Diff the dependency manifest on every pull request. If a new package appears, require explicit human sign-off (a label, a CODEOWNERS approval on the manifest, or a passing allowlist check) before the build goes green. This turns the 21.7% hallucination rate from a silent install-time risk into a blocked, visible decision.
# .github/workflows/dep-gate.yml (sketch)
name: dependency-gate
on: pull_request
jobs:
diff-deps:
runs-on: ubuntu-latest
steps:
- uses: actions/checkout@v4
with: { fetch-depth: 0 }
- name: Detect new dependencies
run: |
git diff origin/main -- package-lock.json poetry.lock uv.lock \
> deps.diff || true
if grep -E '^\+' deps.diff | grep -qiE '"name"|^\+[a-z0-9_-]+=='; then
echo "New dependency detected. Requires manual review." >&2
echo "Verify each new package exists and is intended." >&2
exit 1
fiThe point is not this exact script. It is the policy: agent-generated dependencies do not reach main without a human confirming each new package is real and intended. Pair the gate with software composition analysis so a package that is real but malicious also gets caught, the same dependency-grade discipline we apply across the AI security cluster. Lockfiles stop the unresolved squat, verification stops the obviously fake name, the allowlist stops the unvetted source, and the CI gate stops everything that slips past the first three from shipping silently.
This is exactly the kind of control surface Particula Tech builds into client pipelines: a fixed-scope AI supply-chain audit that lockfiles, allowlists, and CI-gates every dependency your models invent, so a 21.7% hallucination rate becomes a non-event instead of a breach waiting for an attacker to register the right name.
The Bottom Line
Slopsquatting is not a future threat that depends on attacker sophistication. The vulnerability already exists in measured form: a 21.7% open-model hallucination rate, 205,474 fabricated names from a single study, and a documented incident where react-codeshift reached 237 repositories with no human in the loop. The 8.7% Python-to-npm overlap widens the namespace further. Every one of those fabricated names is a registry signup away from being live malware.
You will not fix this by choosing a better model. GPT-4 Turbo's 3.59% is lower, not zero, and it still feeds the same attack across enough volume. You fix it with mechanism: hash-pinned lockfiles, install-command verification, a registry allowlist, and a CI gate that refuses to ship a dependency no human approved. Wire those four in and the hallucination rate stops mattering, because the fabricated name never makes it from the model's mouth to your production runtime.
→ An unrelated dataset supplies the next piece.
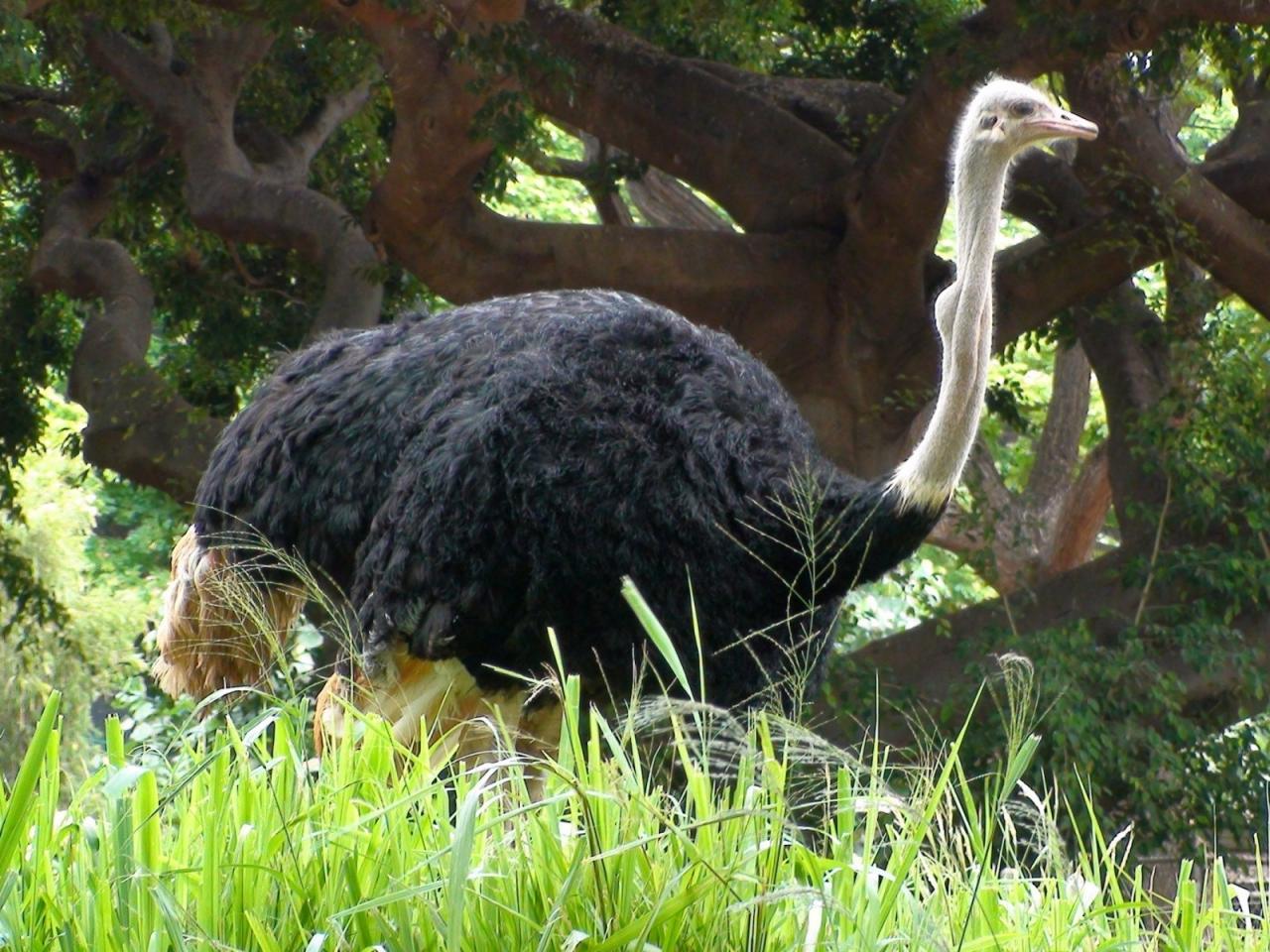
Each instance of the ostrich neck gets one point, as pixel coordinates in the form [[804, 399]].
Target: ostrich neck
[[962, 315]]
Frequently Asked Questions
Quick answers to common questions about this topic
Slopsquatting is a software supply chain attack that exploits package names large language models hallucinate. When an LLM or coding agent suggests an install command, it sometimes references a package that does not exist. An attacker who watches for these fabricated names registers the empty slot on npm or PyPI and ships malware to it. The next developer whose model hallucinates the same name installs the attacker's payload. The term is a play on typosquatting, but no typo is involved: the model invents the name and the attacker squats it. Open-weight models hallucinate package names at an average rate of 21.7%, so the supply of squattable names is large and predictable.